Rein in pharmaceutical company ads
To the editor:
I am in complete agreement with your editorial to ban pharmaceutical advertising (Alan Ortbals column, October). In the past the decision on what medication to use was first driven by your physician diagnosing a problem and then he described what medication would best treat your diagnosis, and then prescribing the correct medication.
Now pharmaceutical companies market directly to the consumer, whether they need the medication or not.
For example, millions of American men went to their physician to have their T-level examined, per advertising that indicated it was a prevalent problem among males. Very few, if any, had a low T-level. The advertisement was if you felt tired and sluggish, he ought to have his T-level checked. It may be you were just beat after a long day at work, lack of regular exercise or poor diet.
Physicians’ offices can send pharmaceutical representatives away from their offices. Television watchers cannot turn off the advertisement until it is over.
Government statistics establish that each member of Congress and the Senate receives on average $486,000 per year from pharmaceutical companies. Over a six-year term a senator accumulates approximately $2.5 million for his campaign chest and a congressman, $1 million each, per term. This is why there has been no meaningful legislation attempting to control medication costs.
When the Medicare Prescription Drug Plan was advance, no less during a Republican administration, it was amazing members of Congress from both parties did not require Medicare to negotiate, based on their huge numbers, a lower charge for Medicare drug recipients.
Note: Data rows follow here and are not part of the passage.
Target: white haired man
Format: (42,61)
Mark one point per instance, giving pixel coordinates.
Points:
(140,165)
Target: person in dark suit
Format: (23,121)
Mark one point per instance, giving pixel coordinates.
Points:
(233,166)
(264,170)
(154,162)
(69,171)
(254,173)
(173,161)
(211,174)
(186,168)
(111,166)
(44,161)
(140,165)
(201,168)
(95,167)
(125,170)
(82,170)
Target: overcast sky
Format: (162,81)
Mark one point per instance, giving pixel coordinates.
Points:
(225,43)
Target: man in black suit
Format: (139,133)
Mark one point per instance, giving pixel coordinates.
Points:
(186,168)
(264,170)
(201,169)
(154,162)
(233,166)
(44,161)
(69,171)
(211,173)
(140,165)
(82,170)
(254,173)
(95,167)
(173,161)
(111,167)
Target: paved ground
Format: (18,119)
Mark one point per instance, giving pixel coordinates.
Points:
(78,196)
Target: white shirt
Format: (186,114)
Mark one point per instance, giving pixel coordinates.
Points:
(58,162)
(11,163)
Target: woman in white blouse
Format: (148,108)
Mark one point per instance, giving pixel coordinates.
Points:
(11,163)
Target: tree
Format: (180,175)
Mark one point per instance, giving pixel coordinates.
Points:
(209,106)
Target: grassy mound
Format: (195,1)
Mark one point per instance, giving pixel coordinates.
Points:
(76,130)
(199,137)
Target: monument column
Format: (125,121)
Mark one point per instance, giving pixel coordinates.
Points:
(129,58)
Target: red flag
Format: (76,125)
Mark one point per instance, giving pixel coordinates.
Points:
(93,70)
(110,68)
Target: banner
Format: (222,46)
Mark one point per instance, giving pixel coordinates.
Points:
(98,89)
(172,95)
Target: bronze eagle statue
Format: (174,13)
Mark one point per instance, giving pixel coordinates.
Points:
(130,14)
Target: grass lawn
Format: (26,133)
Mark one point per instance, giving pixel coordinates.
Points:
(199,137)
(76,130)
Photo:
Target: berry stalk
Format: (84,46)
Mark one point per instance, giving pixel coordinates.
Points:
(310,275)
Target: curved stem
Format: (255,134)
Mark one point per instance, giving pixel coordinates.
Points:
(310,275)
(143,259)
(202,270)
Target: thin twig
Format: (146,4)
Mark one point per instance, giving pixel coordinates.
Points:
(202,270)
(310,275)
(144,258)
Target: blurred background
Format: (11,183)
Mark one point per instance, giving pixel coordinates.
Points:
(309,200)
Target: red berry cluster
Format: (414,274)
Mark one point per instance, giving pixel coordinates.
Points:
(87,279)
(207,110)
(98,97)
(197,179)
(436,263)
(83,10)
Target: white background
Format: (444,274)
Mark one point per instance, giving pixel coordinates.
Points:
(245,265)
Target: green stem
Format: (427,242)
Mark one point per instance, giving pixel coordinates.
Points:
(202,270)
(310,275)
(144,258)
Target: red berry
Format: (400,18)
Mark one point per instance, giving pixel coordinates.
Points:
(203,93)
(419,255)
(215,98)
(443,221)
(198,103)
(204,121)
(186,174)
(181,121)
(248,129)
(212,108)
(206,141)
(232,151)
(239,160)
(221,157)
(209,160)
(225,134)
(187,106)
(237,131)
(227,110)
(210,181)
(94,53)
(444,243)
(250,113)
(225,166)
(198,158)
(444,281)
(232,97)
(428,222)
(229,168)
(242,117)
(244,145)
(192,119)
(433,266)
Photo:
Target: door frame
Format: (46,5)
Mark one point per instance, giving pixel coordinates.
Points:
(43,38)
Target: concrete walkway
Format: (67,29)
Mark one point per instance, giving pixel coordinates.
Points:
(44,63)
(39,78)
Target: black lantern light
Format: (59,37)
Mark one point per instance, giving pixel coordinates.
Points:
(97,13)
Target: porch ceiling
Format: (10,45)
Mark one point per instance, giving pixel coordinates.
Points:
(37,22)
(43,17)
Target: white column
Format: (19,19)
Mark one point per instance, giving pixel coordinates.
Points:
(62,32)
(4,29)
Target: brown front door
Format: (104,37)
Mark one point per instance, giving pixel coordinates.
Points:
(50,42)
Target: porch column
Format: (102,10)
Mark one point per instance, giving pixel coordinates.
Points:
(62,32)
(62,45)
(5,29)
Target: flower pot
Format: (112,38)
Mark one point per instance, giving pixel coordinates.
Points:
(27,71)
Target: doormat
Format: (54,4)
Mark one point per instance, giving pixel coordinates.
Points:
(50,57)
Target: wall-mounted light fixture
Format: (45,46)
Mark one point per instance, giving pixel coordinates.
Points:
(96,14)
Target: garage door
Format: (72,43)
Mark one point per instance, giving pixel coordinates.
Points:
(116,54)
Lip service is given to constituents but their drug prescription costs rise on average of 9 percent annum, more than quadruple the rate of inflation. Record profits are being realized as well.
Another issue is that the drug companies have caused, in substantial part the opiate crisis, and now they are making money, having established an opiate crisis, a new medication to combat opiate addiction. Was this in the long-range plan of these manufacturers, to drive up the need for opiate treatment drugs, by pushing opiates on the American people? Litigation is pending around the country on this issue and the accumulating evidence appears this was their plan.
So, we do not have any control over drug companies, they create an opioid crisis, they receive astronomical profits and finance the campaigns of congressmen.
Drug companies should be prohibited from both advertising and banned from giving contributions to members of Congress or interest groups that donate to members of Congress. Then you would get action.